How to Care for a Leather Bag: What Actually Matters - Negotia Leather

Entretenir un sac en cuir : ce qui compte vraiment

L'essentiel de ce qui maintient un sac en cuir en bon état n'a rien à voir avec un produit que l'on y applique. C'est l'endroit où le sac repose quand vous ne le portez pas, ce que vous mettez dedans, et la rapidité avec laquelle vous traitez l'eau. Le lait nourrissant a sa place, mais bien plus restreinte que ne le suggèrent la plupart des guides d'entretien, et l'employer mal fait plus de dégâts que de s'en passer.

Voici ce qui protège réellement le cuir à l'usage, ce qu'il faut éviter, et comment distinguer une marque qui s'estompera d'une marque définitive.

Commencez par déterminer quel cuir vous avez

La plupart des traditions d'entretien du cuir ont été écrites pour des cuirs épais à tannage végétal : sellerie, bottes, ceintures, le genre de peau qui boit l'huile. Le cuir souple d'un sac moderne est généralement une autre matière, et les conseils ne se transposent pas.
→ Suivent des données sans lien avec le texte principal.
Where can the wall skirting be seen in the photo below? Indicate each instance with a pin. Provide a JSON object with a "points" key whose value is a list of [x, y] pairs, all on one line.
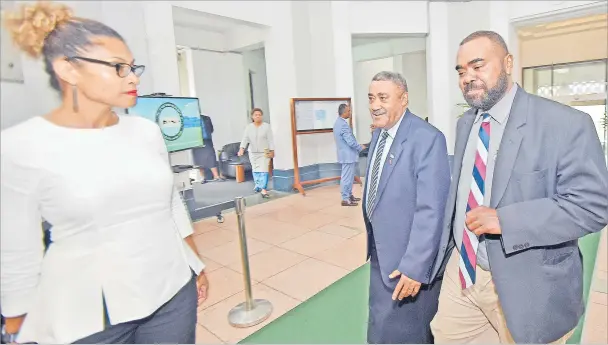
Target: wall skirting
{"points": [[282, 180]]}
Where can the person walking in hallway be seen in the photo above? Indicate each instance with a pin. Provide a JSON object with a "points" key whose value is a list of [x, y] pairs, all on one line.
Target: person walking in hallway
{"points": [[404, 201], [205, 157], [122, 266], [530, 179], [258, 137], [348, 154]]}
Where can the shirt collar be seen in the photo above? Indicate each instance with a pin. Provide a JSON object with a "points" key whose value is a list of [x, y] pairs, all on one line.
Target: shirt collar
{"points": [[500, 111], [392, 132]]}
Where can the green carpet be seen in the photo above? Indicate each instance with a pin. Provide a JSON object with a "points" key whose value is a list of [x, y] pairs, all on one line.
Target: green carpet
{"points": [[338, 314]]}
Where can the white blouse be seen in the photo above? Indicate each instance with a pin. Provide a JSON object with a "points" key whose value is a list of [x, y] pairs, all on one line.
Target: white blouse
{"points": [[118, 227]]}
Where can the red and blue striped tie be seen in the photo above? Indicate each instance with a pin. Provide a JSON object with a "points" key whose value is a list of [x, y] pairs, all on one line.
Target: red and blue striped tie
{"points": [[470, 242]]}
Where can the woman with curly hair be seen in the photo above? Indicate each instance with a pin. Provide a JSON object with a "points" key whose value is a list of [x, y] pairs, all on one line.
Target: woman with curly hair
{"points": [[122, 267]]}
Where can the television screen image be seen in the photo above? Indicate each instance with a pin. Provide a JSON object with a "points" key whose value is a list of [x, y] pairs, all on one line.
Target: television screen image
{"points": [[177, 117]]}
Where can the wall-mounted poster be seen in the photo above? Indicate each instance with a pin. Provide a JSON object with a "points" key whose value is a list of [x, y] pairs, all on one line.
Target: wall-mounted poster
{"points": [[177, 117], [314, 115]]}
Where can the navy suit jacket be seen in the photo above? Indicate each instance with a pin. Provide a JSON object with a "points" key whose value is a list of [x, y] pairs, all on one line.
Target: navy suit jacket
{"points": [[407, 218]]}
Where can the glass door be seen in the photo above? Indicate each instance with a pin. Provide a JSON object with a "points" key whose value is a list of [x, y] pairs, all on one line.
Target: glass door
{"points": [[581, 85]]}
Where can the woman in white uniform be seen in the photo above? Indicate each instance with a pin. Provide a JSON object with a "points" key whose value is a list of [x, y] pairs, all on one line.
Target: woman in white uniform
{"points": [[122, 267], [258, 136]]}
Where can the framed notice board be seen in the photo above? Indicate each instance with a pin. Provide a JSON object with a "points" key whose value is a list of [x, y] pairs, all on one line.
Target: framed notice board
{"points": [[311, 116], [316, 115]]}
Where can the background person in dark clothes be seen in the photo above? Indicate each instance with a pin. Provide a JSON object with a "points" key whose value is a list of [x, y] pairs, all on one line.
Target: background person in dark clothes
{"points": [[205, 157]]}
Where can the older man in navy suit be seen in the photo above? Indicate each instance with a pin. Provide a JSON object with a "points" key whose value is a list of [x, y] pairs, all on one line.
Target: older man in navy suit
{"points": [[404, 201], [348, 155]]}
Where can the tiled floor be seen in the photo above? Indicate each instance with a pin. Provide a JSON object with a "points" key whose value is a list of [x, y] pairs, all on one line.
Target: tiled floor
{"points": [[300, 245], [297, 247], [595, 330]]}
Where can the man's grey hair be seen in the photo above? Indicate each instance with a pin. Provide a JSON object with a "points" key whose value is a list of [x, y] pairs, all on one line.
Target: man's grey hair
{"points": [[491, 35], [395, 77]]}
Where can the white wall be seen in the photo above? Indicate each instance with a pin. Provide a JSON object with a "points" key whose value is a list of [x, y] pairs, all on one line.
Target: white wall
{"points": [[259, 12], [220, 87], [192, 38], [373, 17], [388, 47], [13, 104], [413, 70]]}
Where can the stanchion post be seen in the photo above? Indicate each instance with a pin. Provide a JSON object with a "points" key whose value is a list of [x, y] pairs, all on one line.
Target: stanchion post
{"points": [[251, 312]]}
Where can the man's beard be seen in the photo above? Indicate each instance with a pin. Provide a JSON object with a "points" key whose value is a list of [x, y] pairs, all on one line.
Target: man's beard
{"points": [[491, 96]]}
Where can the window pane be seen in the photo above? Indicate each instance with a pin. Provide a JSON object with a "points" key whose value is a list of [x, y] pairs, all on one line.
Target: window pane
{"points": [[580, 82], [537, 81]]}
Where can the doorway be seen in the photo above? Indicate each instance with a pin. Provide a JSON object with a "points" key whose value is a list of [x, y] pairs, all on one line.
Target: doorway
{"points": [[581, 85]]}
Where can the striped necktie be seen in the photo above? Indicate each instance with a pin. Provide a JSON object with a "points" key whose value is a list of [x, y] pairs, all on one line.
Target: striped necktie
{"points": [[470, 242], [373, 186]]}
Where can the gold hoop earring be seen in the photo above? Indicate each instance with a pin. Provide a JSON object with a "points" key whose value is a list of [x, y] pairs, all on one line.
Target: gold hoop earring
{"points": [[75, 98]]}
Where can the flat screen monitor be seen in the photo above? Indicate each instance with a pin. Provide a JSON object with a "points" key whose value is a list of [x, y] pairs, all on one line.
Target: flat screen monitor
{"points": [[178, 119]]}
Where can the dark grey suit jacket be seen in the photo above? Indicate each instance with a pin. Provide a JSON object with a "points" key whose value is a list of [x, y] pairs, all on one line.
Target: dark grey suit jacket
{"points": [[550, 188], [408, 214]]}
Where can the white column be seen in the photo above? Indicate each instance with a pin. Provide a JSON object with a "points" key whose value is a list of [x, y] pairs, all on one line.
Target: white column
{"points": [[439, 67], [281, 75], [158, 17], [499, 19]]}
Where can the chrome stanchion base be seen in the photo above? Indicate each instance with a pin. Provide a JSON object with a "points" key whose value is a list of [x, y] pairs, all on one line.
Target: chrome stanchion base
{"points": [[240, 317]]}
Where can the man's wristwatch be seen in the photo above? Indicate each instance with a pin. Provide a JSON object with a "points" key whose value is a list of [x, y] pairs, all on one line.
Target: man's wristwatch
{"points": [[8, 338]]}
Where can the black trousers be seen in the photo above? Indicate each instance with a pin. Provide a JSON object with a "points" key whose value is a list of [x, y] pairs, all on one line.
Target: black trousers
{"points": [[173, 323]]}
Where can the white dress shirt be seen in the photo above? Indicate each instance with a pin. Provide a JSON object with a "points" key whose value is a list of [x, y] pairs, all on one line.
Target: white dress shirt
{"points": [[118, 227], [392, 132]]}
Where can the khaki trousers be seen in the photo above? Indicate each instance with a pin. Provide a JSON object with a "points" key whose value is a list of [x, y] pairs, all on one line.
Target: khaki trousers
{"points": [[472, 316]]}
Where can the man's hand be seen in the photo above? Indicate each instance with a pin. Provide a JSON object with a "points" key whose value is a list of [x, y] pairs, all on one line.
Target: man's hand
{"points": [[483, 220], [406, 286], [202, 286]]}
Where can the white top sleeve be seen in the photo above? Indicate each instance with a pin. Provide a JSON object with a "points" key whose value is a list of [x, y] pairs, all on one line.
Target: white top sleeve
{"points": [[21, 243]]}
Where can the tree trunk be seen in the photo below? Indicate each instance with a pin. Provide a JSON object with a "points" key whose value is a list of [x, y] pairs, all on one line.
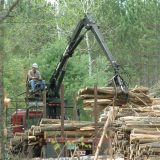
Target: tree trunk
{"points": [[1, 89]]}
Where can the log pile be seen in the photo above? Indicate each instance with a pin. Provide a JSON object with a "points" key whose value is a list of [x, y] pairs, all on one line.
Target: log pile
{"points": [[107, 95], [136, 126]]}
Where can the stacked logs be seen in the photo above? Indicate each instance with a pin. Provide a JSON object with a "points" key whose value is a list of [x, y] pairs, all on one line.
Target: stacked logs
{"points": [[136, 125], [106, 96]]}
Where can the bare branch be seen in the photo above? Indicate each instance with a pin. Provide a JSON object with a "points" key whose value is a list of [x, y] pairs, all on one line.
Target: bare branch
{"points": [[4, 15]]}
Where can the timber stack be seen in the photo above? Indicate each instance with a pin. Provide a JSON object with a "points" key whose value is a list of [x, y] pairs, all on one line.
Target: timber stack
{"points": [[135, 129]]}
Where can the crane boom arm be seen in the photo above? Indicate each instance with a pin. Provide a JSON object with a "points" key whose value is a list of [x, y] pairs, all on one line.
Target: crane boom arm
{"points": [[86, 23]]}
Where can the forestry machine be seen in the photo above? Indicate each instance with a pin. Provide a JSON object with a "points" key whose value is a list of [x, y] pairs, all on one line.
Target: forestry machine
{"points": [[56, 79], [52, 93]]}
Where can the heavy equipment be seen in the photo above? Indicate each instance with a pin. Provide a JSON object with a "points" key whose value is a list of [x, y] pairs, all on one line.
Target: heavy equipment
{"points": [[51, 99]]}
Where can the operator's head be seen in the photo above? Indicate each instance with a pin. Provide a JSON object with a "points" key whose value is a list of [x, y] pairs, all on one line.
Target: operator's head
{"points": [[35, 66]]}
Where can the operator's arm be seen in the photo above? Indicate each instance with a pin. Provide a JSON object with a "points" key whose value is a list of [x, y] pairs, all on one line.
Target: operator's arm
{"points": [[34, 76]]}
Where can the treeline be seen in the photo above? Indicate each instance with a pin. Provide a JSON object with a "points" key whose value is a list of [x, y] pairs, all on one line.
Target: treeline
{"points": [[37, 31]]}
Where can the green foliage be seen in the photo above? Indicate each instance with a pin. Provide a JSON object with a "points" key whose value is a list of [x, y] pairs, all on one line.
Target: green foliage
{"points": [[38, 32]]}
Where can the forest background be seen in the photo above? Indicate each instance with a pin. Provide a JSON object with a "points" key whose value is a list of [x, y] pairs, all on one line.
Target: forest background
{"points": [[38, 31]]}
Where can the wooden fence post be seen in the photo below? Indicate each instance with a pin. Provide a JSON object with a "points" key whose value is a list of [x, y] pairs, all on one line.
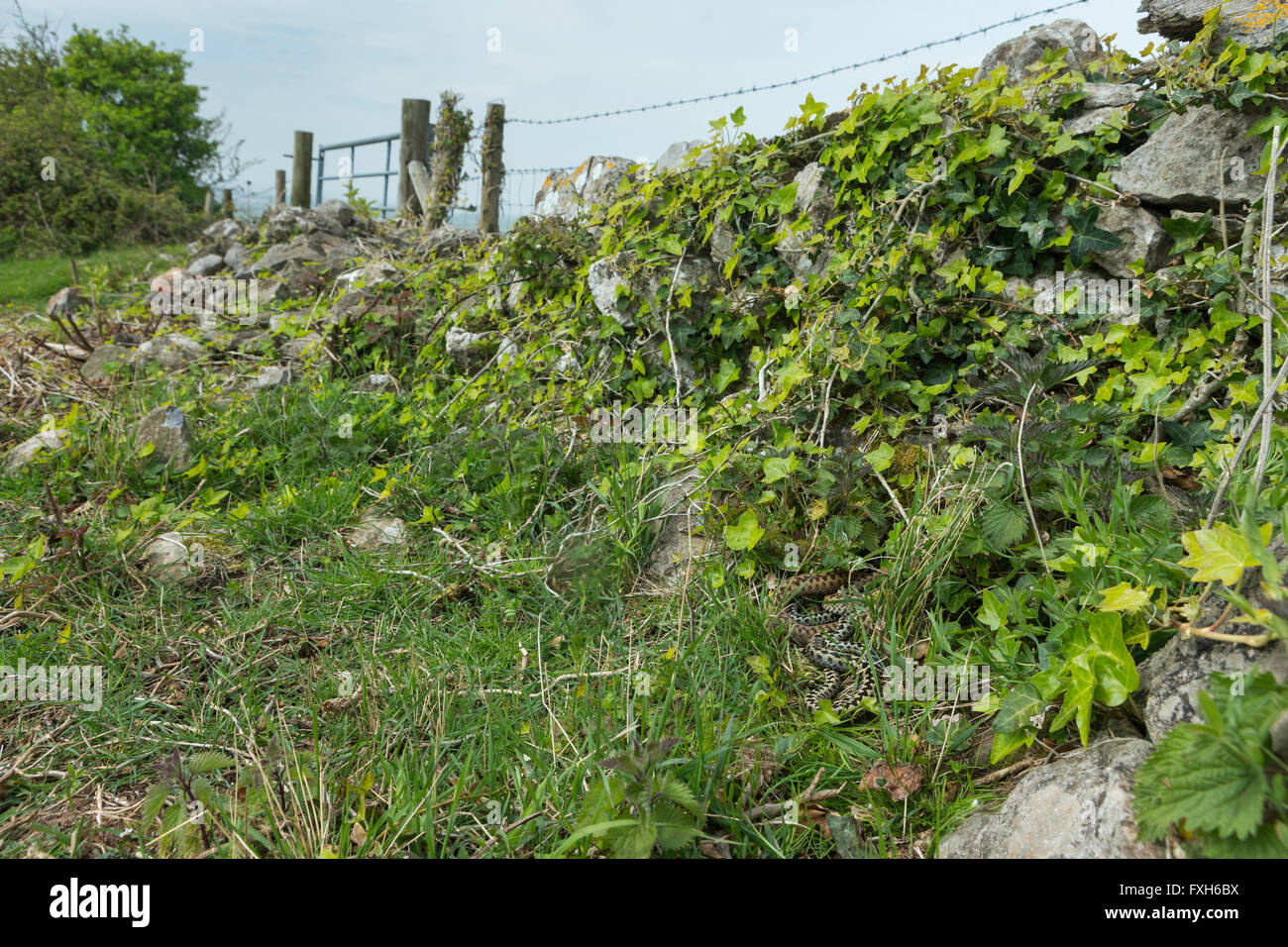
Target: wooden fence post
{"points": [[493, 169], [412, 146], [301, 169]]}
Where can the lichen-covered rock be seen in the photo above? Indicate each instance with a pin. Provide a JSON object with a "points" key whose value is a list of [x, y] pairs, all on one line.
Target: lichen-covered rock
{"points": [[677, 157], [1018, 54], [166, 429], [797, 243], [67, 302], [106, 361], [1181, 20], [1176, 673], [170, 351], [166, 557], [1179, 165], [24, 454], [1078, 806], [1142, 237], [376, 534], [206, 265]]}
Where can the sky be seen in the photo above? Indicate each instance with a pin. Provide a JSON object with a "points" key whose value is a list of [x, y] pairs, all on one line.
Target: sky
{"points": [[340, 68]]}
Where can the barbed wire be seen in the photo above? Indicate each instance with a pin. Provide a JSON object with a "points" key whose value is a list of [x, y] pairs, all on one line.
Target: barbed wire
{"points": [[789, 82]]}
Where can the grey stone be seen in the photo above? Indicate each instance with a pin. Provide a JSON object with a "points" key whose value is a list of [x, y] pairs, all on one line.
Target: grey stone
{"points": [[67, 302], [465, 348], [1141, 235], [300, 348], [283, 223], [1109, 95], [592, 182], [1078, 806], [167, 431], [449, 239], [674, 158], [166, 557], [1076, 38], [378, 381], [98, 367], [816, 202], [376, 534], [170, 351], [334, 217], [271, 376], [604, 277], [1181, 20], [1089, 121], [678, 547], [1179, 165], [1180, 669], [206, 265], [721, 243], [24, 454]]}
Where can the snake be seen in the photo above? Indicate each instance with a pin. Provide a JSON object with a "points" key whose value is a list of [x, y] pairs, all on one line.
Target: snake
{"points": [[824, 629]]}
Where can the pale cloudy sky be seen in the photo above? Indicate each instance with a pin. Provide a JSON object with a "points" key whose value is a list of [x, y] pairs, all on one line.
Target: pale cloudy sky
{"points": [[340, 67]]}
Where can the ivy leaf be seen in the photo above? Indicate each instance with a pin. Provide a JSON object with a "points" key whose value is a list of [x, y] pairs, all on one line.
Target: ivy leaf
{"points": [[880, 458], [1086, 237], [780, 468], [1019, 707], [1124, 598], [784, 198], [1219, 554], [1185, 232], [726, 375], [745, 534]]}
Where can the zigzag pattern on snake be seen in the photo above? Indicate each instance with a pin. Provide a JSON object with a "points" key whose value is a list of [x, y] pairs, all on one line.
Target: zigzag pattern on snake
{"points": [[824, 629]]}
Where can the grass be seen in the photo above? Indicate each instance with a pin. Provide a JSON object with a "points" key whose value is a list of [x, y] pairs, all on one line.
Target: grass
{"points": [[454, 697], [29, 282]]}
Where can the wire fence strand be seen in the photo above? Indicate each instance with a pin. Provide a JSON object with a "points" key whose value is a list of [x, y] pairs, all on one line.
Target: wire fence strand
{"points": [[802, 80]]}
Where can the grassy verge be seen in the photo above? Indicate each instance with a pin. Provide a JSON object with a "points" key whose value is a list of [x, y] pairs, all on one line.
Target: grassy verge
{"points": [[27, 283]]}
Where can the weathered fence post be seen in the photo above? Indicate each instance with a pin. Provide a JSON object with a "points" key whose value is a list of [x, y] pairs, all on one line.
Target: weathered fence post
{"points": [[451, 133], [412, 146], [301, 169], [421, 182], [493, 170]]}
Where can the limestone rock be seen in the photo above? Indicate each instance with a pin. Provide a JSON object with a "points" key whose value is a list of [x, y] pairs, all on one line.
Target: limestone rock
{"points": [[674, 158], [678, 548], [24, 454], [375, 534], [1076, 38], [167, 431], [604, 277], [206, 265], [1179, 165], [465, 348], [271, 376], [1078, 806], [166, 557], [1141, 235], [301, 348], [106, 361], [171, 351], [814, 201], [67, 302], [1181, 20]]}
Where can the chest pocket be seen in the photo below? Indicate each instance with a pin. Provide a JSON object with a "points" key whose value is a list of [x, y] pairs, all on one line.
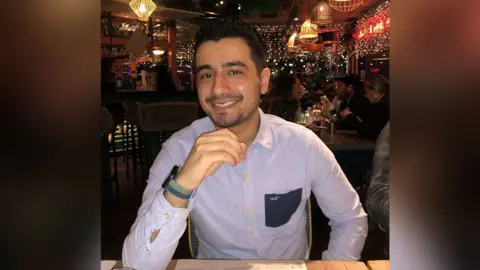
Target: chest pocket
{"points": [[279, 208]]}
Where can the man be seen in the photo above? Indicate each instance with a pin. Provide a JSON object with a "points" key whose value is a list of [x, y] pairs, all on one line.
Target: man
{"points": [[377, 197], [245, 176], [350, 97]]}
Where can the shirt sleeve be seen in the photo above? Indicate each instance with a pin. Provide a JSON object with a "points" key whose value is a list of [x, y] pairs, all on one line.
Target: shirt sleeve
{"points": [[339, 202], [141, 249]]}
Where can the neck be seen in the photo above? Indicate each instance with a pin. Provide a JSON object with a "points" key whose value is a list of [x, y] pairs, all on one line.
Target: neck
{"points": [[380, 96], [247, 131]]}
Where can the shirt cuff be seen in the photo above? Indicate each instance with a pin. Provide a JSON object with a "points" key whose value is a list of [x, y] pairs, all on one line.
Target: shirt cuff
{"points": [[172, 213]]}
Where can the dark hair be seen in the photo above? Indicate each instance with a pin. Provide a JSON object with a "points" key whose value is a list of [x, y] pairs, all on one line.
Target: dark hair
{"points": [[283, 86], [377, 203], [378, 82], [229, 28]]}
Nappa est le terme général désignant un cuir lisse particulièrement souple, tanné au chrome, et le spécialiste de l'entretien du cuir Collonil le distingue selon la finition de surface :

  • Aniliné. Teint à cœur, pores laissés ouverts, sans couche de pigment. Il laisse voir la surface naturelle de la peau, et il est sensible à la saleté, au gras et à la décoloration par le soleil.
  • Légèrement pigmenté. Teint à cœur avec un peu de pigment ajouté, ce qui le rend plus résistant à la lumière et à l'abrasion, et plus régulier en couleur.
  • Pigmenté. Couleur fixée en surface. Moins respirant, nettement plus facile à nettoyer, beaucoup moins sensible à la saleté.

Vous pouvez déterminer approximativement le vôtre en une dizaine de secondes. Déposez une seule goutte d'eau sur une partie cachée du sac. Si elle fonce et pénètre presque immédiatement, la surface est ouverte et c'est le cuir lui-même qui travaille : traitez-le comme un aniliné et soyez prudent. Si elle perle et reste en surface, une finition le protège. Essuyez la goutte dans les deux cas.

Les sacs NEGOTIA sont réalisés en cuir nappa : tout ce qui suit est donc écrit pour un cuir lisse et fini, et non pour de la sellerie à tannage végétal.

Les habitudes qui font le plus gros du travail

Rien de tout cela n'est difficile, et tout compte davantage que ce que vous pouvez acheter.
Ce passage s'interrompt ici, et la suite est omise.